What does this look like? Distributed and renewable energy, diverse transportation and housing choices, strengthened regional food systems, smart growth to focus development where there is existing infrastructure, economic focus on natural resource based industries and green technologies -- a lot like the Mid-Hudson Regional Sustainability Plan.

Bouncing back better, preparedness, feedbacks, design principles - resilience is not just about infrastructure, but about people, engagement and leadership - even inspiration. I believe we are at a crossroads in the response to climate change, not because we don’t care or don’t act - we do, but we don’t inspire, at least not often enough. We market our energy efficiency initiatives and our public meetings and the next cool program with caution, trying to make it convenient and show it won’t disrupt the patterns of our lives, rather than admitting that the changes we need may be disruptive from time to time. To be clear, disruptive doesn’t have to mean unpleasant, just that we will need to shake ourselves and each other up in order to achieve the rapid and decisive turnaround on climate change that is needed.

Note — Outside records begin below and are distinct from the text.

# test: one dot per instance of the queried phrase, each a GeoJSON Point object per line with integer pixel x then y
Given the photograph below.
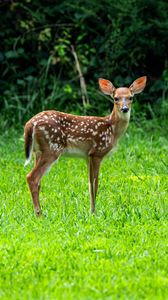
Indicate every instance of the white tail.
{"type": "Point", "coordinates": [50, 134]}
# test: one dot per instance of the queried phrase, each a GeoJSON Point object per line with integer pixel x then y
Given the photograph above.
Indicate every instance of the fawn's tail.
{"type": "Point", "coordinates": [28, 143]}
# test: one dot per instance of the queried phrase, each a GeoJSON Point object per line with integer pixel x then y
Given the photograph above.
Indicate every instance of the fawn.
{"type": "Point", "coordinates": [51, 133]}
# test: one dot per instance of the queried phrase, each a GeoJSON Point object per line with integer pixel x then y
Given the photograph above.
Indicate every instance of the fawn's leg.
{"type": "Point", "coordinates": [94, 166]}
{"type": "Point", "coordinates": [34, 177]}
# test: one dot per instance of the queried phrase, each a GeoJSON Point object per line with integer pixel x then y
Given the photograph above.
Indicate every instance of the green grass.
{"type": "Point", "coordinates": [121, 253]}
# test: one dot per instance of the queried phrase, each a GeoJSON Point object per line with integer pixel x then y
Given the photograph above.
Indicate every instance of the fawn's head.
{"type": "Point", "coordinates": [122, 96]}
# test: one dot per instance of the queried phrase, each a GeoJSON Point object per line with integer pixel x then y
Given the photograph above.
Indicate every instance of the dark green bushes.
{"type": "Point", "coordinates": [117, 40]}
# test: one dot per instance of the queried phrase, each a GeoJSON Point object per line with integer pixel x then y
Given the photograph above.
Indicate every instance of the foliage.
{"type": "Point", "coordinates": [67, 254]}
{"type": "Point", "coordinates": [112, 40]}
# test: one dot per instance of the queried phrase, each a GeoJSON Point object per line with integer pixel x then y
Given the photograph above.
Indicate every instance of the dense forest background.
{"type": "Point", "coordinates": [117, 40]}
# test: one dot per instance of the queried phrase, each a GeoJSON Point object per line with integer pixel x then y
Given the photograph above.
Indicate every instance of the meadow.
{"type": "Point", "coordinates": [120, 253]}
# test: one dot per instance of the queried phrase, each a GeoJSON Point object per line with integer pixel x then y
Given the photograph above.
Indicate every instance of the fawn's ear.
{"type": "Point", "coordinates": [106, 86]}
{"type": "Point", "coordinates": [138, 85]}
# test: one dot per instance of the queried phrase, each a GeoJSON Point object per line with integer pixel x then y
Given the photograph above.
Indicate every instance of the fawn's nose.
{"type": "Point", "coordinates": [124, 109]}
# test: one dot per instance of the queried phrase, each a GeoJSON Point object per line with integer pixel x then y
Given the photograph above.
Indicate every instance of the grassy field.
{"type": "Point", "coordinates": [121, 253]}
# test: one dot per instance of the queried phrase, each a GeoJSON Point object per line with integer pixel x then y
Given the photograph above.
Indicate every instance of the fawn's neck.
{"type": "Point", "coordinates": [120, 122]}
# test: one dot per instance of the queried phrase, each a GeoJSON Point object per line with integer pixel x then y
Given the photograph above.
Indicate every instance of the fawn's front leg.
{"type": "Point", "coordinates": [93, 168]}
{"type": "Point", "coordinates": [34, 177]}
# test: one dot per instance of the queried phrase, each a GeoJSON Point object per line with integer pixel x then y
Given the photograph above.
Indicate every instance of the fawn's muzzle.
{"type": "Point", "coordinates": [124, 109]}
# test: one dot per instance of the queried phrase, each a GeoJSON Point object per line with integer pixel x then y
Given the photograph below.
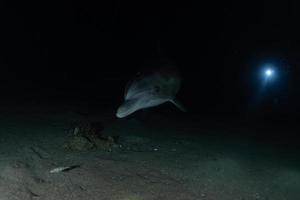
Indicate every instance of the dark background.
{"type": "Point", "coordinates": [92, 48]}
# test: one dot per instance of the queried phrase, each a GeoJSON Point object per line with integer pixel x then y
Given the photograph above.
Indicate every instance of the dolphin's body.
{"type": "Point", "coordinates": [151, 89]}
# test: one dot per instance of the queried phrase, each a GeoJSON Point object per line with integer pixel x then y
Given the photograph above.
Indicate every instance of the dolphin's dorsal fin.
{"type": "Point", "coordinates": [178, 104]}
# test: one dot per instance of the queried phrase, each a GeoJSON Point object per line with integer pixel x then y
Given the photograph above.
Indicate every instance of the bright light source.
{"type": "Point", "coordinates": [269, 72]}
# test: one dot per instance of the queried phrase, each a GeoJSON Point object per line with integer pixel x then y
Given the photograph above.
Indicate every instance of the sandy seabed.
{"type": "Point", "coordinates": [177, 160]}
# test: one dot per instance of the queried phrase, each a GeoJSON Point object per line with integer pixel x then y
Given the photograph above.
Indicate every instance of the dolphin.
{"type": "Point", "coordinates": [151, 89]}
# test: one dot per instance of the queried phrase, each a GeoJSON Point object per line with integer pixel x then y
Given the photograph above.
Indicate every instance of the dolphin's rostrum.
{"type": "Point", "coordinates": [151, 89]}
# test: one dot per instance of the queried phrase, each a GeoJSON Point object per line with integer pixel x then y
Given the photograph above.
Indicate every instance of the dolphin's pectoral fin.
{"type": "Point", "coordinates": [178, 104]}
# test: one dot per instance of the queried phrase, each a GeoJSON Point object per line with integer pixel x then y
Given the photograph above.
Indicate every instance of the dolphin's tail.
{"type": "Point", "coordinates": [178, 104]}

That brings us to the theme of renewal - of our communities for local self-reliance and livability, but underlying that we need to renew ourselves as spirited, empowered leaders. There are rich examples around the world of sustainability initiatives arising as renewal efforts
- Remember Chattanooga where sustainability was the antidote to stagnation and blight
- Indianapolis where Cultural Trail uses green infrastructure and walkable bike able streets + public art as anchoring strategy to get people out of their cars and engaged at many levels, with $17 million in private gifts leveraging hundreds of millions in private investment and high public enthusiasm.
- Fort ZED, the Fort Collins Zero Net Energy District, a partnership between the Department of Energy, the university and many businesses.....
- Ten Thousand Rain Gardens in Kansas City, focusing on cooling and water management, was the same multi-year, multi-stakeholder, carefully planned and flexibly implemented initiative...
- and around the world, from the revitalization of the Ruhr Valley through a ten year architectural design contest, to the revitalization of London’s Olympic Park with wildflowers and green infrastructure built to last for generations.

Each of these projects and models has many dimensions, but an integrative vision that captures the imagination and allows for diverse, adaptive participation.That is the quality of vision we need.